The vigil was organised by J1 students living in the Kittredge Street Apartment complex.

They wanted a way to pay their respects to the five Irish students and one Irish-American who died when the apartment balcony gave way on Monday night.

The crowd formed a large circle in the Martin Luther King Civic Center Park near the apartment complex.

The group was silent and was led in prayer by various chaplains attached to the Irish community and the local priest.

Around 300 people attended a special memorial mass in the Bay Area of San Francisco.

The mass took place at the cathedral in nearby Oakland for Ashley Donohoe, Olivia Burke, Eimear Walsh, Eoghan Culligan, Niccolai Schuster and Lorcan Miller who died in the incident.

There were also prayers for those injured in the balcony collapse.

Vigil held for Berkeley victims - slideshow


J1 students and members of the Irish community in the Bay Area were among those who attended the ceremony in the Cathedral of Christ the Light.

The ceremony was celebrated by almost a dozen priests and led by Bishop of Oakland Michael Barber.

In his homily, Co Down priest Fr Aidan McAleenan spoke of meeting the 33 family members of some of the injured and dead students who arrived on an Aer Lingus flight from Dublin overnight.

He said the families were anxious to return to Ireland with their children and that arrangements were being made for this to happen by next week.

A joint funeral mass will be held in San Francisco this weekend for the two cousins, Ms Burke from Foxrock and Ms Donohoe who is from the San Francisco area, before Ms Burke's body is returned to Ireland for burial.

Students 'shocked but supporting each other'

Speaking on RTÉ’s Morning Ireland, Fr McAleenan spoke of meeting the families who arrived in California overnight.

He said: "Everybody was marvellous ... the Government, the Irish pastoral centre and everybody has just wrapped their arms around the family.

"But when they got here they're just exhausted. They're just walking putting one foot in front of the other. That's the only way to see it.

He said students affected by the tragedy were shocked but supporting each other.

"Well they're very traumatised but they're all sticking together, that's the great thing about them.

"They all know one another. They're all from south of the Liffey.
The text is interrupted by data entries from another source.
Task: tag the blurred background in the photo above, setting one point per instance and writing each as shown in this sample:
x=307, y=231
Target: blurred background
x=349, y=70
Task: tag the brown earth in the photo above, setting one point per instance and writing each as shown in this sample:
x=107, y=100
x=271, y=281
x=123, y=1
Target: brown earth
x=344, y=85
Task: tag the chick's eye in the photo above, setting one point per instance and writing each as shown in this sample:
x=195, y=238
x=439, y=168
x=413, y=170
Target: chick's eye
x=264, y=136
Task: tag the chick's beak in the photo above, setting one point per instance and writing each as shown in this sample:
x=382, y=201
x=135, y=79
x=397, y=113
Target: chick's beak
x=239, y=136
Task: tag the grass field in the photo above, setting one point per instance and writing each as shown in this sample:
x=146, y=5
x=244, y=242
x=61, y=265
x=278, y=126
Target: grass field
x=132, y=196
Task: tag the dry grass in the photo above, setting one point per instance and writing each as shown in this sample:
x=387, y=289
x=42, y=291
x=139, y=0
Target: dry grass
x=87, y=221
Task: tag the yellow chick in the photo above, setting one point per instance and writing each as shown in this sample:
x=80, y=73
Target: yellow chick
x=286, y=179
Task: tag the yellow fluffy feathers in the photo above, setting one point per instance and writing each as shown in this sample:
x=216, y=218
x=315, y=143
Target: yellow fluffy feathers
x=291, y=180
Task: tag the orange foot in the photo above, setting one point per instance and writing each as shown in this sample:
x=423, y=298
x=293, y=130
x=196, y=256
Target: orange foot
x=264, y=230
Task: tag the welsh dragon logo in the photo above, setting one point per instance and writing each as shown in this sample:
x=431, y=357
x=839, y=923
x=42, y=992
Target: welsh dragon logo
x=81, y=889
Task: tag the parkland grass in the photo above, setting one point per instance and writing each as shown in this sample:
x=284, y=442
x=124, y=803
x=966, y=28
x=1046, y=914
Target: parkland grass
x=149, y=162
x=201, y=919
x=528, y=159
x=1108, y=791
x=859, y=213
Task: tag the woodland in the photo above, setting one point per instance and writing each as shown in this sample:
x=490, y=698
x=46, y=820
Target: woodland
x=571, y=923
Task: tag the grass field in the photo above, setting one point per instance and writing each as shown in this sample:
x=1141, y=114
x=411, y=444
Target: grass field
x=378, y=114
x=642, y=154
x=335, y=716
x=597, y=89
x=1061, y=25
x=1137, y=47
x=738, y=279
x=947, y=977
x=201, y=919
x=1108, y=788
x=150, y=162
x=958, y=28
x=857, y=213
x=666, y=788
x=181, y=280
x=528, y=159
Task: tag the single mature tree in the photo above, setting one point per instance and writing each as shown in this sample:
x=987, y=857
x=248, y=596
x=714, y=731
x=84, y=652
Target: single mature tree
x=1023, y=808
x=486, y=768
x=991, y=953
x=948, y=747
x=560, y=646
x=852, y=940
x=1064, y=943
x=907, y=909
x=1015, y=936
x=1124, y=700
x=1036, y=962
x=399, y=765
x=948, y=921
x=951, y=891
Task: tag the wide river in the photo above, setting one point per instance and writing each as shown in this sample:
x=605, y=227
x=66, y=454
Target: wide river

They've gone to the same schools and they're all familiar with each other.

"They seem to click together and stay together and hold one another up and I think that's the great sense of community Irish people have.

"We seem to come together when it's very important and they're doing that instinctively."

Meanwhile, the American Ireland Fund is to donate $100,000 (€87,000) to support those who are providing care and assistance on the ground, in particular the San Francisco Irish Pastoral Centre.